Milliyetçi Hareket Partisinde bir dönem Milletvekilliği yaptıktan sonra partiden ihraç edilen Özdağ, Paşabahçe Salon İskele'de düzenlenen Türkçülük Günü programına konuk oldu.

Düzenlenen programa MHP eski İlçe Başkanı Akif Taşdemir ve partililer katıldı.

Saygı duruşu ve İstiklal Marşıyla başlayan programda Özdağ, "3 Mayıs Türk Milliyetçiliğinin direniş günüdür. 3 Mayıs nasıl geldik? Osmanlı İmparatorluğu, 1683'ten itibaren, II. Viyana ile somutlaşan bir geri çekilmeye başladı. Ama artık bir geri dönüşün kesinleştiği tarih 1774 Küçük Kaynarca'dır." ifadeleriyle konuşmasına başladı.

"Milliyetçi akımlar teşvik edilmektedir"

Geri çekilişin ve Osmanlı İmparatorluğunun çöküş döneminden bahseden Özdağ, "Bu tarihten itibaren imparatorluğumuz için 1920'de Sakarya'ya kadar müthiş bir geri çekiliş var. Bu üç kıtadan geri çekiliş tarihidir. 1812 İmparatorluğun artık Avrupa devletleri tarafından uzak kanatlarını korumaktan aciz olduğunu ve gücünün yetmediğini, modern orduya da geçmesi gerektiğinin ortaya çıktuığı tarihtir.
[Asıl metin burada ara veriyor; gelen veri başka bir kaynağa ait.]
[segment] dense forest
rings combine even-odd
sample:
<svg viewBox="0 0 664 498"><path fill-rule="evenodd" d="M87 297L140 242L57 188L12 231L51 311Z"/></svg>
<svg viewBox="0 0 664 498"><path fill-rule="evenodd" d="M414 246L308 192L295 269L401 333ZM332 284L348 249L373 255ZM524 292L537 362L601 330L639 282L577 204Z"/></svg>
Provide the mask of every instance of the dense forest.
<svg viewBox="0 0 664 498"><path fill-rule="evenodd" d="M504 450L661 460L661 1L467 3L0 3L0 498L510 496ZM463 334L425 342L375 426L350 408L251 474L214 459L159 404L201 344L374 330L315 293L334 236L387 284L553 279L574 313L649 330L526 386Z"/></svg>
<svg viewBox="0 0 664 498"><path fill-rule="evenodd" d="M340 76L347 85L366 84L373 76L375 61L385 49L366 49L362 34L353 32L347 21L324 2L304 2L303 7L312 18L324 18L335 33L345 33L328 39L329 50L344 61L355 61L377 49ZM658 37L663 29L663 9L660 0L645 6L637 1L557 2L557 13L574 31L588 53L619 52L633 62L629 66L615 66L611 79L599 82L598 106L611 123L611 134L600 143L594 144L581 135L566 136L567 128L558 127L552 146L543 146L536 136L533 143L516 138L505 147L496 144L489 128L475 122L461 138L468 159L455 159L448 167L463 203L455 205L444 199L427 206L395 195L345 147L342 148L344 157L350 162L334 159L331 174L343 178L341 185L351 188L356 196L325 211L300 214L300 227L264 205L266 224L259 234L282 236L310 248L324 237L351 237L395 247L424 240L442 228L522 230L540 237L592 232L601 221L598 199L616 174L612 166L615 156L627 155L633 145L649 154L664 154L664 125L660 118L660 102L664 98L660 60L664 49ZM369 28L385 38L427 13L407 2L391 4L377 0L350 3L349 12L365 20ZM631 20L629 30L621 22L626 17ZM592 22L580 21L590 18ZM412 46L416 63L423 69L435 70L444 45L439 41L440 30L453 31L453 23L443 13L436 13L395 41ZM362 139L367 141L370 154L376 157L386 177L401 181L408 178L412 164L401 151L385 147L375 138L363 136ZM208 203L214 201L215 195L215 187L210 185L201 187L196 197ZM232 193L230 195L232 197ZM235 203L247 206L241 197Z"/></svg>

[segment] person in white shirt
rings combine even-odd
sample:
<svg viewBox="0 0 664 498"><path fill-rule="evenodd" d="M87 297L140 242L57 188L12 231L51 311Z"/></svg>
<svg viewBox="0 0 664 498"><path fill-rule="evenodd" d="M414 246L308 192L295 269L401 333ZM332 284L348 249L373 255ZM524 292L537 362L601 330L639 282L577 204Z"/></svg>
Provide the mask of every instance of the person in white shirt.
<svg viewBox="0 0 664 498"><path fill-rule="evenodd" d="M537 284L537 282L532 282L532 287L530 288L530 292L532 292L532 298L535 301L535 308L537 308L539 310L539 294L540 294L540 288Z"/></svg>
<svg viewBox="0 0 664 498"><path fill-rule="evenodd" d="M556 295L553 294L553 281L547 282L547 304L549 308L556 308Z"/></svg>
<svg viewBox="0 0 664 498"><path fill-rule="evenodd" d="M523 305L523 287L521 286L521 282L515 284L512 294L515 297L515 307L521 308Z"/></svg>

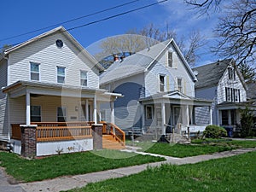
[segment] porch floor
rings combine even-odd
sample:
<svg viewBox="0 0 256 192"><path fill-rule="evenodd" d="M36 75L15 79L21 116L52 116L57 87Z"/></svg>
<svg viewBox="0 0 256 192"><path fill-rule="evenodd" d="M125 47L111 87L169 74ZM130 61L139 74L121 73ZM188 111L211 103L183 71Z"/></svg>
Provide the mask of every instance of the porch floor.
<svg viewBox="0 0 256 192"><path fill-rule="evenodd" d="M102 148L108 149L124 149L123 146L112 135L102 135Z"/></svg>

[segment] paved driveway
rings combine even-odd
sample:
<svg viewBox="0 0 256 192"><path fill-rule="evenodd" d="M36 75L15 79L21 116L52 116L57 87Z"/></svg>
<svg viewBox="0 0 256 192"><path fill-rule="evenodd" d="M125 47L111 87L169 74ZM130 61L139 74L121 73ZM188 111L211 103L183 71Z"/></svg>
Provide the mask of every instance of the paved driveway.
<svg viewBox="0 0 256 192"><path fill-rule="evenodd" d="M26 192L19 184L10 184L9 183L13 182L9 179L3 168L0 167L0 192Z"/></svg>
Ama bu arada milliyetçi akımlar teşvik edilmektedir. Bu milliyetçi akımlara karşı bir fikri mekanizmanın kurulması gerektiğini anlarlar. Bunu ortaya Osmanlıcılık fikri çıkar, bütün Osmanlı tebasını, Osmanlı vatandaşı fikri etrafında birleştirilebileceği düşüncesi ortaya atılır. Ancak, devlet sınırlarını korumakta müşkül kaldığı için, ideolojik araçta işlev göremez." dedi.

"İşte yüz yıl içerisinde böyle geriledik"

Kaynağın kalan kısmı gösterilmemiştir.